Día con día, al masticar las hilachas de carne, levantábamos la cabeza para observar a las raudas estrellas humanas que se alzaban rumbo a la eternidad, y aquel nudo en la garganta. Al tomar a nuestras mujeres nos nacía un veneno de placer en el vientre, como si estuviésemos copulando en representación de los ángeles (nuestros ángeles) que domeñaban los astros. Al sentir nuestro renaciente vigor quedamente sollozaban nuestras mujeres, ellas también resignadas a recibir un hijo más en sus destartaladas entrañas, en su mente gozando con el vigor de los navegantes, que lograban el prodigio de llevárselas consigo más allá del sol y del terror, de Júpiter y de las penas, de Plutón y del hambre. Cuánta felicidad…

¡Ah, pero qué de alaridos cuando la nave espacial se desplomó en una explanada que se abre más allá de nuestras malolientes cabañas! La sorda explosión hizo llorar a los niños y desgajarse por dentro a millones de ilusos mendigos de la hazaña ajena que delegamos en esos que tripularon la nave espacial denominada México. La decepción nos forzó a soltar unas lágrimas acres y melancólicas. En cinco años, como al final de cada sexenio, nuestro grandiosa esperanza se redujo a un gusano retorcido y disforme que ventoseaba un humo pestilente. Y no más…

Honda fue nuestra pena y amargo el llanto por las promesas incumplidas de quienes no estuvieron a la altura de los que delegamos en ellos y que nos hicieron volver a la realidad de la choza, el hambre, la necesidad, la desesperanza. En silencio nos fuimos acercando a los restos ennegrecidos y renegamos ante ellos. De nuestra esperanza colectiva sólo quedaban un renegrido agujero y una ceniza que el viento dispersó en las chozas. Nosotros, los que financiamos la carrera espacial…

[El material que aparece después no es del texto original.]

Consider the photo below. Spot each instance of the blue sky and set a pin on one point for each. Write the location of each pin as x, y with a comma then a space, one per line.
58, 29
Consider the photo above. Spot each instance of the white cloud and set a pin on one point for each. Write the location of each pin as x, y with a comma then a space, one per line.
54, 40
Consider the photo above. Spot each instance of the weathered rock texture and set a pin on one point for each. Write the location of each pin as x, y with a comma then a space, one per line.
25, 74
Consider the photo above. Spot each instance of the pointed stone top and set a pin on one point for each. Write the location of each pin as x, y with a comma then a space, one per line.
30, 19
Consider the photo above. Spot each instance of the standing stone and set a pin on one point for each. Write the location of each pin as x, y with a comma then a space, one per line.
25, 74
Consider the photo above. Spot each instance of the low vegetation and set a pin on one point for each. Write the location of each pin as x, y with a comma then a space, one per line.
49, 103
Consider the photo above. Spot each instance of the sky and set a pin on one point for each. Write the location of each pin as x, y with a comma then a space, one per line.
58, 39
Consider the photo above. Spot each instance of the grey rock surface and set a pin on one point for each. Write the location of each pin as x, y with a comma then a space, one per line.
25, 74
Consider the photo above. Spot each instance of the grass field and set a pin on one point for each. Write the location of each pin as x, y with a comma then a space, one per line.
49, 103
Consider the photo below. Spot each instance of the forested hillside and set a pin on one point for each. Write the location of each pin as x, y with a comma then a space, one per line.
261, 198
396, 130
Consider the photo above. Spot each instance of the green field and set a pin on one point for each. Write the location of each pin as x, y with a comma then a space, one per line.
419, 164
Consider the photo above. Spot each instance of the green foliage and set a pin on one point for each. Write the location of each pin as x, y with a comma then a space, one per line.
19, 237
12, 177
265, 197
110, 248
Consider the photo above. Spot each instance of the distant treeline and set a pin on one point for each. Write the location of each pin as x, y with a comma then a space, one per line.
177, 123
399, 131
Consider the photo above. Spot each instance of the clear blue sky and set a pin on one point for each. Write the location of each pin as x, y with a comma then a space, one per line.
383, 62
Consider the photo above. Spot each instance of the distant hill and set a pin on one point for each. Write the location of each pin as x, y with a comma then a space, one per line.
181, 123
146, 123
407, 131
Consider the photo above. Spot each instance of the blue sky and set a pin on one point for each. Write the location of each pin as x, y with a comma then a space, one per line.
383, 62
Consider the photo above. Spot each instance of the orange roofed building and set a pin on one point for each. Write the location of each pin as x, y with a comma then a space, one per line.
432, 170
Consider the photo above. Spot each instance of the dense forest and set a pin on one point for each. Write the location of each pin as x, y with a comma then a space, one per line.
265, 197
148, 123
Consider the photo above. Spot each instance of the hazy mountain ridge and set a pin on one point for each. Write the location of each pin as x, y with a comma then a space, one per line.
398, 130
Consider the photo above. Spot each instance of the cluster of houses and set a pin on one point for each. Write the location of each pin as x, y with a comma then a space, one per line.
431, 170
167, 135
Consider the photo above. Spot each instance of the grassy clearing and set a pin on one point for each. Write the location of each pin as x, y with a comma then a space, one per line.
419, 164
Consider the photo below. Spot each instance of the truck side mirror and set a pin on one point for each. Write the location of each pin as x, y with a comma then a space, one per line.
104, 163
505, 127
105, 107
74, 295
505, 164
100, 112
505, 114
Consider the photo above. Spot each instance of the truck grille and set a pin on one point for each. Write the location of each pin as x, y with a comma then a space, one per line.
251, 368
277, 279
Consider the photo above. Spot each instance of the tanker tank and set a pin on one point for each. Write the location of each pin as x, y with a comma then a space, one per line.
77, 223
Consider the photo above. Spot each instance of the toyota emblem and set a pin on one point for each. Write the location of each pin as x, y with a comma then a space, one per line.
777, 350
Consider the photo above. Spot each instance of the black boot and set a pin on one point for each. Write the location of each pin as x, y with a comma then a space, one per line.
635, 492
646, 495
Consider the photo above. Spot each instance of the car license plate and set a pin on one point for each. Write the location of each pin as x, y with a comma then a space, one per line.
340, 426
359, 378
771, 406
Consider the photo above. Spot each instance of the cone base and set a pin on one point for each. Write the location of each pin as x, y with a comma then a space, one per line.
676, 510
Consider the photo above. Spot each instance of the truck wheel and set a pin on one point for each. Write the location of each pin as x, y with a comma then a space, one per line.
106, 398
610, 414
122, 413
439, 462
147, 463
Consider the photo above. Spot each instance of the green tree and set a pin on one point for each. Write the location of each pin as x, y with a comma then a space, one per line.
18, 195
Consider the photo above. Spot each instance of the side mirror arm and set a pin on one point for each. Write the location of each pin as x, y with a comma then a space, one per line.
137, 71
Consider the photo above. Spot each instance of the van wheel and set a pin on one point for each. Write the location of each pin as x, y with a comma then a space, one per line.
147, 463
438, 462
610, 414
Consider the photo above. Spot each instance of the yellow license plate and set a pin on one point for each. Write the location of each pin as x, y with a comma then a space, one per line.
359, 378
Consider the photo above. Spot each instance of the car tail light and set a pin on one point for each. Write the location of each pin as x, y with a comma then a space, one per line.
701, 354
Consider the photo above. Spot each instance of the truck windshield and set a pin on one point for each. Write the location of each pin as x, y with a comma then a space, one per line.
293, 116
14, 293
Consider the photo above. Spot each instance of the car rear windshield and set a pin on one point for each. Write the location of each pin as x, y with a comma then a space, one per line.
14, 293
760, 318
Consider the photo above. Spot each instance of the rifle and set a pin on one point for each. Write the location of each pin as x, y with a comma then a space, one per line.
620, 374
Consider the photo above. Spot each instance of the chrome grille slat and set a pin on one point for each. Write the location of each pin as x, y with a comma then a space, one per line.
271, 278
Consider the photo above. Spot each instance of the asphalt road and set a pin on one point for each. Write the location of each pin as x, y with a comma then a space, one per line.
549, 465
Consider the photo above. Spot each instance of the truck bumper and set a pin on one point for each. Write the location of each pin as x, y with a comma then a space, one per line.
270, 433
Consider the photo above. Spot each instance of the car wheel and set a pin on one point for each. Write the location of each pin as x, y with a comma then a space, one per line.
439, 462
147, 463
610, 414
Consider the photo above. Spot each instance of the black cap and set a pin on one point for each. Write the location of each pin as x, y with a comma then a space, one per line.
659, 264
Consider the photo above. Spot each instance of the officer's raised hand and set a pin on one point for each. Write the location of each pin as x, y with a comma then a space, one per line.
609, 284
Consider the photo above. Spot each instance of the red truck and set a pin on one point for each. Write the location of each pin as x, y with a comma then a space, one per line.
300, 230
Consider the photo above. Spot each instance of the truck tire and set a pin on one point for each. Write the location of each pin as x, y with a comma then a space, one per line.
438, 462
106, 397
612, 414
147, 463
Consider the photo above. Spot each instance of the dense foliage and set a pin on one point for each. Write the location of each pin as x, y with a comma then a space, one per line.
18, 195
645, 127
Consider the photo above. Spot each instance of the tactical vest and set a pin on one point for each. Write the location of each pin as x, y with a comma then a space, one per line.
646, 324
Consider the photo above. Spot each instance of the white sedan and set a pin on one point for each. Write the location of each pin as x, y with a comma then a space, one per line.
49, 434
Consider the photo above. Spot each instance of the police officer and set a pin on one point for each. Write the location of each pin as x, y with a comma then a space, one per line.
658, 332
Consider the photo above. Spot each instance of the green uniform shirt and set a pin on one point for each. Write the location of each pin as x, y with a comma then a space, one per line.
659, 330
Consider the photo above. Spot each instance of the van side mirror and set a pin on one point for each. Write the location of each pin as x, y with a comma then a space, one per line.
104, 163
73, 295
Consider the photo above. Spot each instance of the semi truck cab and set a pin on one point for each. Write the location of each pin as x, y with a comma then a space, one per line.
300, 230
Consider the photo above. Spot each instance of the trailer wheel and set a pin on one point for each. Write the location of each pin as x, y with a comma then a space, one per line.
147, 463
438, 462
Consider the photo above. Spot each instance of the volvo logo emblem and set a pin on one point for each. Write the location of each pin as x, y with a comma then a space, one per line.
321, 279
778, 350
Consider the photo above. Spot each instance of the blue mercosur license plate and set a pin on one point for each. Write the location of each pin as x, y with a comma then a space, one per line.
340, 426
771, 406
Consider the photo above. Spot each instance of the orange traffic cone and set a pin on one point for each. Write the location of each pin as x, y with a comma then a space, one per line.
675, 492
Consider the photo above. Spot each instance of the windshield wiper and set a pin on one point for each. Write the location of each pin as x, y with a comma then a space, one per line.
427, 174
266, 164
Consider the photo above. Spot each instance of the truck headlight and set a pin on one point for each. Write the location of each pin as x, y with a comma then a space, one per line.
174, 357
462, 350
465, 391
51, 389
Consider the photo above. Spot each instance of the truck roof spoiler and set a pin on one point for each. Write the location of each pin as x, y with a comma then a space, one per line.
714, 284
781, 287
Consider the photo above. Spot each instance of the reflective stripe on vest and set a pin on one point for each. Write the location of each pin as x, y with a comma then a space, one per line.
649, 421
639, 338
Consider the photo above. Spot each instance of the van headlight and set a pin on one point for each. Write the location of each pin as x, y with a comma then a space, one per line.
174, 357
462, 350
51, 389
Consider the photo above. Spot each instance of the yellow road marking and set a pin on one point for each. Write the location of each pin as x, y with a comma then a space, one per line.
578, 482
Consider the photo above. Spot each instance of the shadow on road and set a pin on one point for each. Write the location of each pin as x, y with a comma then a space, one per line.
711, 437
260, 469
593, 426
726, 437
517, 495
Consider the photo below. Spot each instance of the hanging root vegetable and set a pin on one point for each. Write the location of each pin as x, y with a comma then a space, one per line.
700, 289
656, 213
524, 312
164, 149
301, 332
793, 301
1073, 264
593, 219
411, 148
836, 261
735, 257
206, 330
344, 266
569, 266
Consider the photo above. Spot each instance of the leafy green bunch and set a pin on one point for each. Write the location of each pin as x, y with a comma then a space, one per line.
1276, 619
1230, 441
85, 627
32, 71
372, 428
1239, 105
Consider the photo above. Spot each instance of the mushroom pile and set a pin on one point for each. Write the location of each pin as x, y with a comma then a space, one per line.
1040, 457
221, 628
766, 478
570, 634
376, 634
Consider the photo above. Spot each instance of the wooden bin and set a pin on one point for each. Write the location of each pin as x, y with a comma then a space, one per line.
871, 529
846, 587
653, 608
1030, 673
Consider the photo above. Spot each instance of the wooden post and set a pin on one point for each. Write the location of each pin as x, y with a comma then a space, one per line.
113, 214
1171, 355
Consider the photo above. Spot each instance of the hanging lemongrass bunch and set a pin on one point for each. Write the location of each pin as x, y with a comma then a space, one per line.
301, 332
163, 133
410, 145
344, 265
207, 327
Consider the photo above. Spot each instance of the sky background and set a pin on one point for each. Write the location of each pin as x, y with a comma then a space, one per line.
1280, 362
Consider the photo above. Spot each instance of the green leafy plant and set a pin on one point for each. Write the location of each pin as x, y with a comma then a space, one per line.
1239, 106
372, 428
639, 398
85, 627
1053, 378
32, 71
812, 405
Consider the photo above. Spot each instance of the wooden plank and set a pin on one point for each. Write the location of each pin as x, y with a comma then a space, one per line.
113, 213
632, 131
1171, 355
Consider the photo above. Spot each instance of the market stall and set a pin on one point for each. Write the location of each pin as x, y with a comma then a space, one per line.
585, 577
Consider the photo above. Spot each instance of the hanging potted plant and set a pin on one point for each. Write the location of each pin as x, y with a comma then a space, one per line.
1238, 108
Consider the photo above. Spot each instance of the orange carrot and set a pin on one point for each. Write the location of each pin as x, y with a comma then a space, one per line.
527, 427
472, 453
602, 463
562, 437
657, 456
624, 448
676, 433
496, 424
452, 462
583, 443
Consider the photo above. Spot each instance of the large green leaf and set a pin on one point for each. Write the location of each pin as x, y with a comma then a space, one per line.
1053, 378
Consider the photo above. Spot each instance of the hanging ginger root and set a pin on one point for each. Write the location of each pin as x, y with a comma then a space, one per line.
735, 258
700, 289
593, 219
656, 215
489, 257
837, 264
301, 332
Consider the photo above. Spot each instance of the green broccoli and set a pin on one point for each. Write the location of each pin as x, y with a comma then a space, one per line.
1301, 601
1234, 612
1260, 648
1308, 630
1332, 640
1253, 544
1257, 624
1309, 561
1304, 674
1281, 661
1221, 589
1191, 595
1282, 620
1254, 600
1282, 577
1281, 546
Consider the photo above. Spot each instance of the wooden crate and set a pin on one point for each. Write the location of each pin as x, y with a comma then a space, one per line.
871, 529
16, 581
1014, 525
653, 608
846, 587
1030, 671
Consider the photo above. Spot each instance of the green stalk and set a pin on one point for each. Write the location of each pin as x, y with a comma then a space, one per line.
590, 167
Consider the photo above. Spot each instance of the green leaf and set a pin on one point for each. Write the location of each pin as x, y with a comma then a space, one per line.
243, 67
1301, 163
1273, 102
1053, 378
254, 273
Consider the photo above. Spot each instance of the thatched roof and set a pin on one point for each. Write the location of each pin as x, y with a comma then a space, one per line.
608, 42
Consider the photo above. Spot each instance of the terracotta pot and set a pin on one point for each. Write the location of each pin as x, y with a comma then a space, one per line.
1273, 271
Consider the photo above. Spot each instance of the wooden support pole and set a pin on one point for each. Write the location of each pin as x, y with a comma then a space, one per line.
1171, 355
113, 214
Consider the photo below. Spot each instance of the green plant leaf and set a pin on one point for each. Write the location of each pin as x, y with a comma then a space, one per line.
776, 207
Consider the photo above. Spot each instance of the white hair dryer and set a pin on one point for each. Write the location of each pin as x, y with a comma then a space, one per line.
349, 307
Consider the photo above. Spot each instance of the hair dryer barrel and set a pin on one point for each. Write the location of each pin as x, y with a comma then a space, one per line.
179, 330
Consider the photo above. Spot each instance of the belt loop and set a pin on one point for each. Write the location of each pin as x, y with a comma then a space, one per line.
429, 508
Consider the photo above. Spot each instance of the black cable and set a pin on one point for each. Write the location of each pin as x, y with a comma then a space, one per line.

Hemos vuelto a la vida de siempre: buscar desperdicios, robar a transeúntes, fornicar toscamente, drogarnos (droga barata). Los astronautas nos defraudaron. Todos. Del «Nopalito» Ortiz Rubio al «Nopalito» Fox Eso es todo. Hoy, al sorprender a nuestros chamacos mirando al cielo los golpeamos rudamente. Sin embargo, yo insomne a deshoras de la noche, suelo preguntarme: ¿quién será más niño, ellos o nosotros, con nuestra compulsión por delegar en un padre que siempre nos ha de defraudar? Ah, la terca, irracional esperanza: ¿Calderón, tal vez? ¿El Peje, posiblemente? ¿Quién será el próximo tripulante de nuestra esperanza, ese en quien todos nosotros, niños irremediables, vayamos a delegar? Delegar en alguno. Delegar siempre Nunca asumir. (Lástima.)

2 opiniones en “A la rorro, niño…”

  1. si valedor, una historia sin fin, ¿tendremos la resisitencia pasiva para otro sexenio de maravillas?

  2. Lo más triste maestro, es que, así pasen mil años, siempre va ha suceder lo mismo porque no existe memoria histórica y a diferencia de siglos pasados donde si podía existir conciencia e ideales, en el presente siglo estos son implantados por los poderes fácticos y no solo eso, también estos poderes les indican como deben de pensar. Es una tristeza escuchar a familiares y amigos repetir las mismas palabras que les dicta la televisión llámese como se llame el ??periodista?.